Green-chem companies Rockport has already funded include: EcoSmart Technologies, which makes a naturally derived pesticide, and Advanced Electron Beams, which has developed a way to clean bottles in factories without chemicals and using far less energy.

This isn't some kind of noble wish. It's not about being nice to the birds and the bunnies. This is a design protocol.
--Paul Anastas, professor of green chemistry, Yale

"The markets for chemicals--both specialty and commodity chemicals--are huge," said Hullah.

High-profile venture capitalist said on Tuesday that he has already made a number of investments in start-ups inventing advanced materials for water filtration, bioplastics, and building materials, not including his substantial bets in biofuels.

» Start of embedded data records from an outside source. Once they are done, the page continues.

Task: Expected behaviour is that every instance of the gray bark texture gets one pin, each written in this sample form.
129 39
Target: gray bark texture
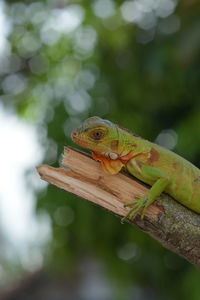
173 225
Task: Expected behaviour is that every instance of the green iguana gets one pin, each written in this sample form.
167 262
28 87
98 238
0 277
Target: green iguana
116 147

One of the drivers behind green chemistry is growing consumer interest in environmentally friendly products. Another theme is using materials to make industry more energy-efficient, and potentially more cost-effective, as in the case of water purification, Khosla said.

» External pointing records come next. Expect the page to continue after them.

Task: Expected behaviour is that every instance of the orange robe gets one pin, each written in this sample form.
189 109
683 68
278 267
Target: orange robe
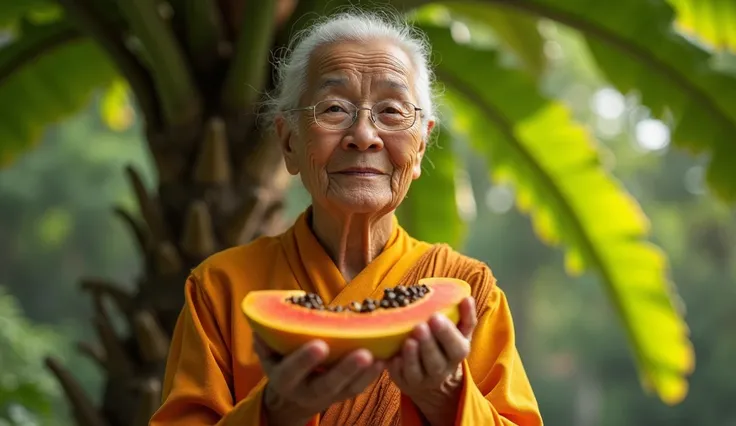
213 377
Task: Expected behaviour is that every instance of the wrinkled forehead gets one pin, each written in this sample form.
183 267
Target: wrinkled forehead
359 66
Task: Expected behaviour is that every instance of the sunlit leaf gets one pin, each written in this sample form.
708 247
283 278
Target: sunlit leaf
553 164
116 109
46 75
639 53
430 210
515 30
710 21
37 11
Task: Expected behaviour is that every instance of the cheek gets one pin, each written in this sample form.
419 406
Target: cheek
404 150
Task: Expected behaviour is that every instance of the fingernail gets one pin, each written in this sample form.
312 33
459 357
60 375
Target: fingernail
424 332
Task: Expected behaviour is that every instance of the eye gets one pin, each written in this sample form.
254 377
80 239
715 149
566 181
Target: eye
331 107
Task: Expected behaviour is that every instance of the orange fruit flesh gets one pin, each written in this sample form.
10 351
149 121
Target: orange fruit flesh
285 326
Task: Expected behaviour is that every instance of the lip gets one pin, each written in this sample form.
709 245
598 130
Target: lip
360 171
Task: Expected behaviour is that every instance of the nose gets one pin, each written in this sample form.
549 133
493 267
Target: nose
363 134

Anastas said smart chemistry will allow for biofuels that don't threaten the food supply and that produce less greenhouse gas than fossil fuels. Although biofuels come from renewable plants, studies have shown that production of corn-based ethanol, for instance, can be nearly as polluting as gasoline.

Closely watched start-ups like Amyris Biotechnologies and Codexis, which won the Environmental Protection Agency's Presidential Green Chemistry Challenge award, are using chemical engineering to optimize the attributes of biofuels.

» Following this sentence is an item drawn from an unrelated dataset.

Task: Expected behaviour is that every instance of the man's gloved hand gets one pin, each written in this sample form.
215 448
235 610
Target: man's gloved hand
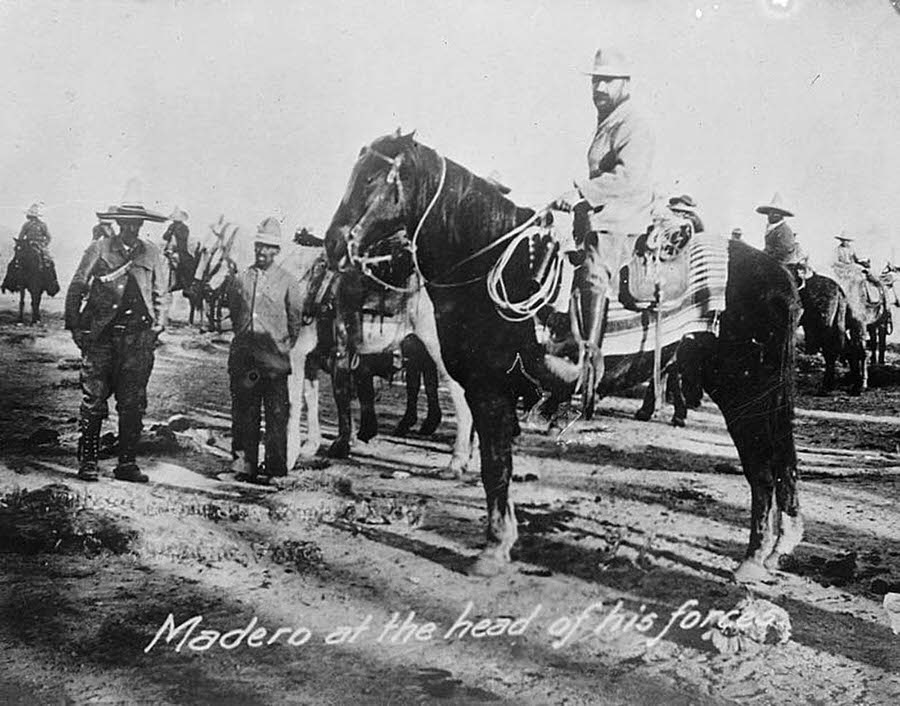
566 202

Entrepreneurs are cashing in on the growing interest in greener materials. Serious Materials, a company which has come up with a more energy-efficient formula for making drywall, earlier this month raised $50 million to ramp up its manufacturing.

On Wednesday, start-up Novomer announced that it raised $6.6 million to commercialize a chemical process that uses carbon dioxide and carbon monoxide as a feedstock to make biodegradable plastics.

That flow of money--part of a larger green-tech investment boom--is a far cry from a few years ago when venture capitalists weren't receptive to company pitches based on green materials, said David Rosenberg, the CEO of Hycrete. That company has developed an additive that makes concrete water resistant.

"It's amazing how fast this tidal wave has come. We went from being this quirky concrete company to all of a sudden this cool, chic clean-tech company," said Rosenberg, who successfully raised money last year.

Hycrete's additive has very low toxicity and no volatile organic compounds, which are notorious indoor air pollutants. But Rosenberg said that most of the company's sales are due to the product's performance--being water resistant--rather than for its "green" attributes.

The business case for green chemistry could exclude the issue of being environmentally benign, and still be successful. Chemical processes that reduce waste translate into huge savings, said Berkeley Cue, Jr., who started the green-chemistry initiative at pharmaceutical giant Pfizer.

Cue calculates that the pharmaceutical industry--under constant pressure to invest research and development in blockbuster drugs--could save $10 billion and eliminate 4 billion kilos of waste a year. "Companies that figure out how to do it will be at a competitive advantage," he said.

Meeting a growing number of regulations is also very expensive. The electronics industry, which uses a huge amount of water and fossil fuels in production, is now facing a new wave of controls with the Restriction on Hazardous Substances Directive and the Waste Electrical and Electronic Equipment Directive.

Green chemistry practices haven't fully taken hold in industry because most companies still focus on complying with regulations after a product's been released, rather than designing environmentally benign and less wasteful products from the start, Cue said.

A change in business practices and more education will both be necessary to get results that appeal to businesses and consumers alike.

"This isn't some kind of noble wish. It's not about being nice to the birds and the bunnies. This is a design protocol," said Anastas.


Correction: This article incorrectly stated the product that Serious Materials works with. The company has created a more energy-efficient formula for making drywall.